Workflow diagram for Module 1 exercise
Workflow diagram for Module 1 exercise

Results: The original sample sets were quite different.  The distribution of Samples1 (left) clearly has broader coverage throughout the physcial area while Samples2 (right) has areas of concentrated sampling with a few outlier points beyond the sampling concentrations:

Well chosen sampling
Well chosen sampling
Poorly chosen sampling
Poorly chosen sampling

 

 

 

 

 

 

 

 

 

 

The interpolated elevation layers show significant differences in the locations and relative quantities of elevation ranges.  Note in the Sample1 (left) based elevation that the upper left corner has a large amount of low-lying (green) area, and the lighter, higher elevation, areas peak in two areas- the first towards the center and the second in the upper right corner.  The Samples2 (right) based interpolation shows a large high elevation area towards the right of the region sweeping downwards toward the lower and upper left corners:

Elevation based on well done sampling
Elevation based on well done sampling
Elevation based on poorly done sampling
Elevation based on poorly done sampling






 

 

 

 

 

 

The raster hillshade layers corroborate the elevation layers shown above.  Here you can readily visualize the differences as the Samples1 (left) based hillshade is a region with 2 peaks whereas the Samples2 (right) based hillshade looks more like a long slope running from right to left:

 

Hillshade based on well chosen sampling
Hillshade based on well chosen sampling
Hillshade based on poorly chosen sampling
Hillshade based on poorly chosen sampling

 

 

 

 

 

 

 

 

 

 

 

Application & Reflection
Problem description:   Economically represent a city by sampling households across the area and then presenting data that gives some indication of economic prosperity or hardship and its distribution across the area.
Data needed: Household economic data such as household incomes, numbers of people in the household, household debt and household savings would be required.  A distribution of household types (rental, own, subsidized, etc) and across all neighborhoods and regions.

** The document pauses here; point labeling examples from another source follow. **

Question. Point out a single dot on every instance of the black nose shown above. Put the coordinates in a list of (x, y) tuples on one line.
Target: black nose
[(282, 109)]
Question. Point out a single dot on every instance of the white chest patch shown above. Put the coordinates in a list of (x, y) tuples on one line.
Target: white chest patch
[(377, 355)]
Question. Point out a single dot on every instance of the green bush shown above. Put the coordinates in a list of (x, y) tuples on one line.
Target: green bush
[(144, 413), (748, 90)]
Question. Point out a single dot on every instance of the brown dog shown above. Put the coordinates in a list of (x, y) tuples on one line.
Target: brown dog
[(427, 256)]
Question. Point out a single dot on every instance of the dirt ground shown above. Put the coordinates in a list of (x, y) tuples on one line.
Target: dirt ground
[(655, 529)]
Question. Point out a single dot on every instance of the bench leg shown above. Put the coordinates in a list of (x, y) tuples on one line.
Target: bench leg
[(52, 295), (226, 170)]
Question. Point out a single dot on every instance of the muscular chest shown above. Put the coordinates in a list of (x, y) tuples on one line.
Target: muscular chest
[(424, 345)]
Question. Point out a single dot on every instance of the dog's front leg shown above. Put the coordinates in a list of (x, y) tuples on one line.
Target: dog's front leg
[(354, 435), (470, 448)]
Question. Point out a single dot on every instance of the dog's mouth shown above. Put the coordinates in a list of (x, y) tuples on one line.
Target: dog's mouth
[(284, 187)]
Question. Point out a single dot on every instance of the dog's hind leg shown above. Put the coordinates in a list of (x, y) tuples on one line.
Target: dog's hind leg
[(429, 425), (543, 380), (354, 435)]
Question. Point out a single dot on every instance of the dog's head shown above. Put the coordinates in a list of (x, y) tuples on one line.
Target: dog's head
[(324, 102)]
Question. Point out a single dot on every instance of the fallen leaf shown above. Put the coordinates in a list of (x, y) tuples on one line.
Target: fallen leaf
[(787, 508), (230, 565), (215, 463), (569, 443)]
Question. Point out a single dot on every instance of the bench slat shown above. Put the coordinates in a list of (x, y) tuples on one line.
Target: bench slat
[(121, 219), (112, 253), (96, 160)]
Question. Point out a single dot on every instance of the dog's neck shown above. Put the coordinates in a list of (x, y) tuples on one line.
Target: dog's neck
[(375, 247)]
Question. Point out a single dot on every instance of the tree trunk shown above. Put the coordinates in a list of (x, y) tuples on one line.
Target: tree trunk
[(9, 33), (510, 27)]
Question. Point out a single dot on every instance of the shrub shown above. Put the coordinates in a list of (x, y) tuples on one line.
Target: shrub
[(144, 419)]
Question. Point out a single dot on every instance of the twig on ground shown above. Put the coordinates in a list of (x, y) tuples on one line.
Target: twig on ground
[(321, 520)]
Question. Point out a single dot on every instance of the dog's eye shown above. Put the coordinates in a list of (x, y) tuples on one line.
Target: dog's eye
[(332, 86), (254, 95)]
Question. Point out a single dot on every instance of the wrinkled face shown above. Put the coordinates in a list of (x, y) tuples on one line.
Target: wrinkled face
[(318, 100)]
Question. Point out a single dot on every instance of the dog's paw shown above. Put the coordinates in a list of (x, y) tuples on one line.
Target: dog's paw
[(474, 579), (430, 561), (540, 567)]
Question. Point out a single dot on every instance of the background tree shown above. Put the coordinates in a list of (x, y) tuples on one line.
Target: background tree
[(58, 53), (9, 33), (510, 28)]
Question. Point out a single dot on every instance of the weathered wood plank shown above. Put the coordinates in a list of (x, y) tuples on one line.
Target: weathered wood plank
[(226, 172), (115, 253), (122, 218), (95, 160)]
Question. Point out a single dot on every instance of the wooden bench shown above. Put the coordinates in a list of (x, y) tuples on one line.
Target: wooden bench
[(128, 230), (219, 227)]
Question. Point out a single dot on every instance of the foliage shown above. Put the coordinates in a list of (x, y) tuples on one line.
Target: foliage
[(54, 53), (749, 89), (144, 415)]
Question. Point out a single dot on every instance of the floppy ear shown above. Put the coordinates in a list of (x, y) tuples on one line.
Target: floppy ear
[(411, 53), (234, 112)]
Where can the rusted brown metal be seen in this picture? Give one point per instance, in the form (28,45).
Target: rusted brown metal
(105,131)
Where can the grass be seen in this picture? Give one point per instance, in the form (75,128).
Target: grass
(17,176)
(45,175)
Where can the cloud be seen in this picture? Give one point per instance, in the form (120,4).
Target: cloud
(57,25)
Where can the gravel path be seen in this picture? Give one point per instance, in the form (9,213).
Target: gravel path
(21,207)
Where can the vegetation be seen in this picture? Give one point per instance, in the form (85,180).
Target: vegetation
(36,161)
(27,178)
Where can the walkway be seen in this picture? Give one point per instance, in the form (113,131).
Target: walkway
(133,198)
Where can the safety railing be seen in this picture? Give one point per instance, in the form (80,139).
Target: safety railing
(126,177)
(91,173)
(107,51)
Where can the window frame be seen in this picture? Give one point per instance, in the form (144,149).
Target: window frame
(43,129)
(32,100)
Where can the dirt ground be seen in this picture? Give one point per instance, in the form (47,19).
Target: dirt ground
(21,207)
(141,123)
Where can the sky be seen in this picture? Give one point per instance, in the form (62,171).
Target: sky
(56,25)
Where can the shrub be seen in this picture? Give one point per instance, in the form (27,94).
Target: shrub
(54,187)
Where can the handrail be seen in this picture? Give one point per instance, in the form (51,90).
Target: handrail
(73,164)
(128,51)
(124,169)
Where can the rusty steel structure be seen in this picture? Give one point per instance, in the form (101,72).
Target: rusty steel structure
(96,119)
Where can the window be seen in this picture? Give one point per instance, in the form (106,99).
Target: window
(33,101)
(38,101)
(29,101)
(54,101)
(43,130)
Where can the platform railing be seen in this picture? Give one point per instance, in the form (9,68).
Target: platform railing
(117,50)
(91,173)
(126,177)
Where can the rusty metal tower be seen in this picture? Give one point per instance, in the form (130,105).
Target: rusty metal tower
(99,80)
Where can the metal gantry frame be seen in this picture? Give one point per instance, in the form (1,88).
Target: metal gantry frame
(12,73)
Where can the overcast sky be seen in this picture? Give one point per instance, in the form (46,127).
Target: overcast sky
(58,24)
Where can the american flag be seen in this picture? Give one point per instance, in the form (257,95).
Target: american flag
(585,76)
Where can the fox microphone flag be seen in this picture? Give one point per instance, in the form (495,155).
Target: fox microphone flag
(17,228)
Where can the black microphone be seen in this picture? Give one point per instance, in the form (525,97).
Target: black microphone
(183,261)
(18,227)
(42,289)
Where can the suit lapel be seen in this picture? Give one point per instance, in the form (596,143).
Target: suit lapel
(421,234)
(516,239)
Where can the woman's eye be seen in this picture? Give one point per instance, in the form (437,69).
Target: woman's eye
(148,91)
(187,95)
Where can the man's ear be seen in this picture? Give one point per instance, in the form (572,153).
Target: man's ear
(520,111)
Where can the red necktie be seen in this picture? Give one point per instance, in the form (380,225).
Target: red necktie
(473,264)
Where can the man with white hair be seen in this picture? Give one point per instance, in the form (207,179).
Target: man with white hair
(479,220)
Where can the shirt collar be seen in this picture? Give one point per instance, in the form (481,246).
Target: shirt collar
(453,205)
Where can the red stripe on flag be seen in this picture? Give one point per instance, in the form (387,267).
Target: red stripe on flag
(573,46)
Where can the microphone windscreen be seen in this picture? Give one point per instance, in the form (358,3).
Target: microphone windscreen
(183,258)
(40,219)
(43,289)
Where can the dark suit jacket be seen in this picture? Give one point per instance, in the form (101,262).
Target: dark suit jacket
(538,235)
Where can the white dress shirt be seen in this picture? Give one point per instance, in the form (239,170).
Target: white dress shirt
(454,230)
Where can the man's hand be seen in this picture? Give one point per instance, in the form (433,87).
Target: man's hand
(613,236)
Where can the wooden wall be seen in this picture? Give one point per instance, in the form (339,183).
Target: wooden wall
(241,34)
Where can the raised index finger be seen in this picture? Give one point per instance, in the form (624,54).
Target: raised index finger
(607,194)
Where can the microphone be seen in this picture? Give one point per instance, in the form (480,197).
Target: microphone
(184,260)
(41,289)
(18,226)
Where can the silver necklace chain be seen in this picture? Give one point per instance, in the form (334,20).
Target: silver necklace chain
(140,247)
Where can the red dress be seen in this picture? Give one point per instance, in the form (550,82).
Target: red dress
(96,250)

Analysis procedures: Mining census type data may be the best way forward as much of this type of information is private and can’t be associated with individual households.  It would be my expectation that many households in a given neighborhood would share in common some economic characteristics.  Neighborhoods themselves may differ considerably one to another.  Each neighborhood would be sampled at a particular rate (say 1 sample for each 50 households) and regions outside of neighborhoods would be divided into geographic areas and sampled at an higher rate (say 1 in 20 if possible) as I would expect these sorts of areas to show more diversity.